Toda esta prolijidad solo refleja el carácter de su genio, uno forjado desde niño y que, quizás,
nunca dejó de aparecer. Porque ese infante que aprendió a leer junto a su madre, creció viendo
el guitarrón chileno, y luego, cuando devino en hombre, compartió su guitarra junto a Atahualpa
Yupanqui y Víctor Jara, siempre conservó ese espíritu jovial que lo llevó a expandir los límites de
La Nueva Canción Chilena. Porque si Ángel es uno de los referentes de este movimiento, lo es no
solo por su contenido y compromiso social, sino también porque fue capaz de incursionar y
adentrarse en la ironía, el humor y nuevas tendencias. Por ello el autor de “La democracia” no se
limitó a cultivar la música de raíz folclórica chilena y latinoamericana, sino también se acercó a
ritmos que por entonces eran tachados de alienantes. Quizás por humorada, o tal vez por osadía,
pero el hecho es que colaboró directamente con uno de los referentes del rock chileno: Los Blops.
Llegando a grabar junto a sus miembros e, incluso, producir y financiarsu segunda placa “Del
volar de las palomas”.
Sin embargo, ese espíritu infantil y lúdico, como debió ocurrirle a la gran mayoría de los chilenos
por esos años, se vio obligado a madurar y endurecerse. Nada podría ser igual después de que
nuevamente las páginas de la historia de Chile se tiñeran de sangre. Y, menos aún, para alguien
que vivió en carne propia la una violencia ejercida por sus propios compatriotas. Ángel Parra, en
el año 1973, después del golpe militar, fue encarcelado y torturado. Siendo prisionero en el
Estadio Nacional y en Chacabuco, no sólo atestiguó y vivió de los vejámenes ocurridos en
dictadura, sino también se las ingenió para ser una voz de esperanza y sosiego en el encierro. Es
privado de libertad, y en colaboración con otros prisioneros, cuando compone e interpreta los
oratorios “Pasión según san Juan” y “Oratorio de Navidad”.

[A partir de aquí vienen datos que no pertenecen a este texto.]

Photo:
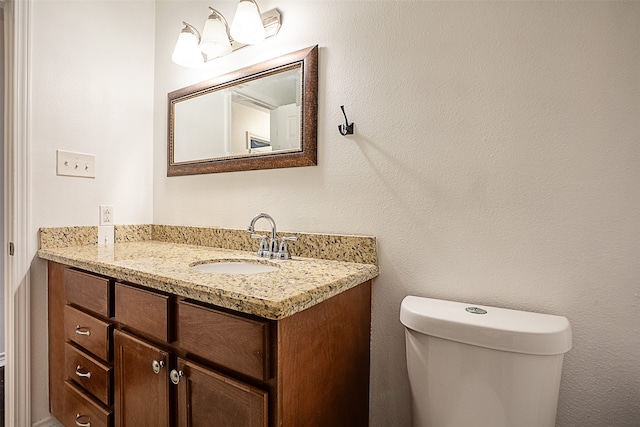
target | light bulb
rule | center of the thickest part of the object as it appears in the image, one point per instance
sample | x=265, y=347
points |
x=247, y=25
x=187, y=53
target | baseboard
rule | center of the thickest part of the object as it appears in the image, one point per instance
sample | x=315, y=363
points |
x=47, y=422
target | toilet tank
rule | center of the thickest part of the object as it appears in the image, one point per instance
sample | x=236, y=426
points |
x=481, y=365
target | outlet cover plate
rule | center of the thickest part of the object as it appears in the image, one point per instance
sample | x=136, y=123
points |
x=69, y=163
x=106, y=215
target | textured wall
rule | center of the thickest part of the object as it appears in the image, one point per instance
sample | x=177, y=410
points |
x=496, y=158
x=92, y=90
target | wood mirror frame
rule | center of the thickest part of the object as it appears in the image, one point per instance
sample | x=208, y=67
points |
x=306, y=156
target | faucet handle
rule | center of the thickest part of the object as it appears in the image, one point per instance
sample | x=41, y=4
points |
x=263, y=251
x=283, y=253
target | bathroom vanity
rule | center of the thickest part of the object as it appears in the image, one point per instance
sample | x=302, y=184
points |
x=137, y=336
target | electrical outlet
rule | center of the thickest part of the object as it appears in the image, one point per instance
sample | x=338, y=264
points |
x=75, y=164
x=106, y=215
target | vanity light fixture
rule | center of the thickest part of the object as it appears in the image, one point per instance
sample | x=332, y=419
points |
x=218, y=39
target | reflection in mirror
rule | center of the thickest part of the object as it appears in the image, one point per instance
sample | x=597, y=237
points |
x=259, y=117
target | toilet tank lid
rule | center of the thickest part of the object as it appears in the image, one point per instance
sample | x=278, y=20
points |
x=498, y=328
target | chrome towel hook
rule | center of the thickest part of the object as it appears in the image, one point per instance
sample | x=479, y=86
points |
x=346, y=128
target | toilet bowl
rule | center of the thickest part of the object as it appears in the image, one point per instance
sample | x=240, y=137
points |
x=482, y=366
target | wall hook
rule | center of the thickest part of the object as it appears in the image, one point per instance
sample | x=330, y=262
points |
x=346, y=128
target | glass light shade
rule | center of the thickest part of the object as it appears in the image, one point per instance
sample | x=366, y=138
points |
x=187, y=53
x=247, y=25
x=215, y=39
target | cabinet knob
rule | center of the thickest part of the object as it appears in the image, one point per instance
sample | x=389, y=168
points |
x=175, y=376
x=82, y=374
x=82, y=331
x=157, y=365
x=81, y=424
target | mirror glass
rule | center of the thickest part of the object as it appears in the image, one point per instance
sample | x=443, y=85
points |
x=260, y=117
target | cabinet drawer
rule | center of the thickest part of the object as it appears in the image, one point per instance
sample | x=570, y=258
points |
x=88, y=291
x=88, y=332
x=238, y=343
x=145, y=311
x=93, y=375
x=80, y=409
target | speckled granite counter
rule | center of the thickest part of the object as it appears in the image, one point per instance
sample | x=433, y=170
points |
x=163, y=263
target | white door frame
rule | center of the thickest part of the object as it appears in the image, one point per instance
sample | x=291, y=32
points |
x=17, y=213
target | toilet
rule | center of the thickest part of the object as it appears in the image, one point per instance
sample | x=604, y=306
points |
x=482, y=366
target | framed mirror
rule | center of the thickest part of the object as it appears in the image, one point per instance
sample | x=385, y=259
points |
x=260, y=117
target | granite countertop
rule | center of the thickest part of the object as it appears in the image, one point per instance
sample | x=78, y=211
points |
x=299, y=283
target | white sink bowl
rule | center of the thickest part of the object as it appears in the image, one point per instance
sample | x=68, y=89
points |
x=235, y=267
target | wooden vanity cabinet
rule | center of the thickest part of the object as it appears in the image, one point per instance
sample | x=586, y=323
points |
x=162, y=360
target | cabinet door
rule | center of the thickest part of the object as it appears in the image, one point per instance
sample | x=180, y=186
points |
x=141, y=383
x=206, y=398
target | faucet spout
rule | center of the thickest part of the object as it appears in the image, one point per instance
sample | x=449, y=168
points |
x=273, y=244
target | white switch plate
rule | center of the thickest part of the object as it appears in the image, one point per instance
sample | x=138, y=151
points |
x=106, y=215
x=75, y=164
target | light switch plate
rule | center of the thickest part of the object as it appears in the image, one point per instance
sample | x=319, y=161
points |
x=69, y=163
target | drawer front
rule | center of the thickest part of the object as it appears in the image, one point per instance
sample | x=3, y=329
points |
x=88, y=291
x=88, y=332
x=93, y=375
x=145, y=311
x=81, y=410
x=235, y=342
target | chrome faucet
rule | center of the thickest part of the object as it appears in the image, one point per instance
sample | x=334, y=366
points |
x=270, y=250
x=265, y=251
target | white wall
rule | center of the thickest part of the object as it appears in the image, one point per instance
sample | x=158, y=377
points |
x=2, y=301
x=496, y=158
x=92, y=92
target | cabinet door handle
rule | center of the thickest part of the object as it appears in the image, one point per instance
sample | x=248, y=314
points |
x=82, y=331
x=157, y=366
x=175, y=376
x=81, y=424
x=82, y=374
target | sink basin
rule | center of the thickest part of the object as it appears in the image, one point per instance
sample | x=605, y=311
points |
x=234, y=267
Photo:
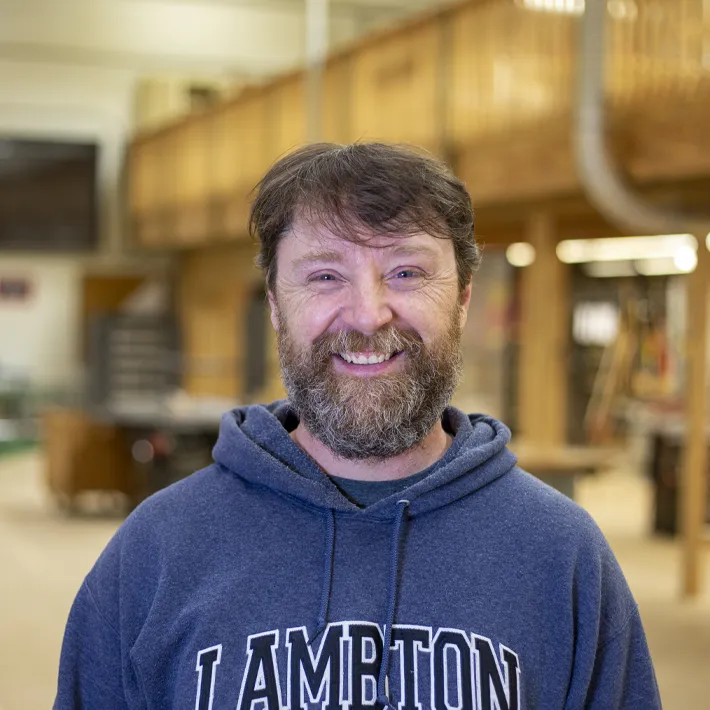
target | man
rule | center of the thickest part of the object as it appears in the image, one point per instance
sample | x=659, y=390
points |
x=362, y=544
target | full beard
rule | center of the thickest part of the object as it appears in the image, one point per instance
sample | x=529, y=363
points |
x=379, y=416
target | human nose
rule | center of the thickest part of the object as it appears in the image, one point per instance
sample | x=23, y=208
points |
x=368, y=309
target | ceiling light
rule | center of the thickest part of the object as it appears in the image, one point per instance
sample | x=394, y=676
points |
x=566, y=7
x=520, y=254
x=579, y=251
x=685, y=259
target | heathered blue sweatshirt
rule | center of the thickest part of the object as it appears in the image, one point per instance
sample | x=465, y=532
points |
x=255, y=584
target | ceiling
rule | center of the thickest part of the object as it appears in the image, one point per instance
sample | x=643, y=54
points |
x=235, y=37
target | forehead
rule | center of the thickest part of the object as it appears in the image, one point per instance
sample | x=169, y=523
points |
x=304, y=239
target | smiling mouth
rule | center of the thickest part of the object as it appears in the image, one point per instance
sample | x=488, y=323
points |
x=366, y=358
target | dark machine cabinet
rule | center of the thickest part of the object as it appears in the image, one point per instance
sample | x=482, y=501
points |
x=666, y=473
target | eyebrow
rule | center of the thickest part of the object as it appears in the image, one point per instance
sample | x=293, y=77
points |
x=332, y=256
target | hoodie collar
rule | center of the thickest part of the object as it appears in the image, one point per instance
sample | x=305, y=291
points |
x=254, y=443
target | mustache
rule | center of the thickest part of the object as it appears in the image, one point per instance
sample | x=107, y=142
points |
x=388, y=340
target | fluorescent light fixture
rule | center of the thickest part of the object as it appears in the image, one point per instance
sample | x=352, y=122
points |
x=595, y=323
x=566, y=7
x=685, y=259
x=580, y=251
x=666, y=266
x=520, y=254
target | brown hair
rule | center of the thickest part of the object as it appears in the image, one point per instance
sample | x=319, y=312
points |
x=360, y=189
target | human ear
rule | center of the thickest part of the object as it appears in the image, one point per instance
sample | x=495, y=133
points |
x=464, y=302
x=273, y=308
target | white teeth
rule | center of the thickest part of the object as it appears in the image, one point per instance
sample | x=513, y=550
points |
x=362, y=359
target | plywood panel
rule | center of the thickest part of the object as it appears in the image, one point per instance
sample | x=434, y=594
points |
x=395, y=88
x=509, y=66
x=240, y=159
x=290, y=130
x=192, y=150
x=215, y=285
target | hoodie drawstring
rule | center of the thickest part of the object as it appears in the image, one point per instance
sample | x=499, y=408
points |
x=382, y=689
x=328, y=561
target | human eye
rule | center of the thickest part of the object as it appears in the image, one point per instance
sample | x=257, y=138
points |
x=323, y=278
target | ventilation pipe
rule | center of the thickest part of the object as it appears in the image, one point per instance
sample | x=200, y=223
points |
x=605, y=186
x=616, y=199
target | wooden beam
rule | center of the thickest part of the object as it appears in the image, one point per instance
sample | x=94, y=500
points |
x=543, y=339
x=695, y=460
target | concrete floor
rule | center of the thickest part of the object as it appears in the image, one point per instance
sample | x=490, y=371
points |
x=44, y=556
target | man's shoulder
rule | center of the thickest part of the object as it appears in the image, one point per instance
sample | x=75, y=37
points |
x=197, y=496
x=537, y=511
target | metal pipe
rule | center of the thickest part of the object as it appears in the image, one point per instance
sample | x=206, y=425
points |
x=316, y=51
x=603, y=183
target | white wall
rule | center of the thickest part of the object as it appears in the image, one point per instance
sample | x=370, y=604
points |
x=39, y=338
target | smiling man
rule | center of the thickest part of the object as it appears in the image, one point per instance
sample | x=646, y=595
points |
x=361, y=544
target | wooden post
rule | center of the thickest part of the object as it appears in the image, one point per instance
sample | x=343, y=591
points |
x=695, y=459
x=542, y=394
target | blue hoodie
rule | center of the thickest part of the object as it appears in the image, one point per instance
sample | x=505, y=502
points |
x=255, y=584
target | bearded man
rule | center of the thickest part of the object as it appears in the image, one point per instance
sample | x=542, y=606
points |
x=361, y=544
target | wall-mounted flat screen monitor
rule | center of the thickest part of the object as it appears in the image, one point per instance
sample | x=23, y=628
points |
x=48, y=195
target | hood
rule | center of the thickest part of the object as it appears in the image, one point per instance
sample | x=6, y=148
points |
x=254, y=444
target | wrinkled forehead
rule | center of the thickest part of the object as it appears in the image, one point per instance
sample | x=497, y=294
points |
x=308, y=236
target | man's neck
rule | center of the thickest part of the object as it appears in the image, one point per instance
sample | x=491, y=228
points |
x=416, y=459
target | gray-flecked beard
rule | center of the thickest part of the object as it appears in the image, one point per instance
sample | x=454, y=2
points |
x=373, y=417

Una infancia que madura, pero que no desaparece. Por algo Ángel insistirá contar su historia
desde la perspectiva de un niño. Ya que, por una parte, fueron esos ojos los que brindaron la
posibilidad de aprehender y narrar la persona que fue su madre. Pero, por otra parte, también
fueron a esos ojos y esos oídos de niño a quienes dirigió más de una vez su canto y su palabra.
Para ellos se esmeró en dejar, como comentó una vez a Floridor Pérez, “un silencioso testimonio
para que pequeñas manos lo descubran”. Pequeñez que, tal vez, aún pervive en todos nosotros;
y sólo faltaría sólo su exhortación para su despertar.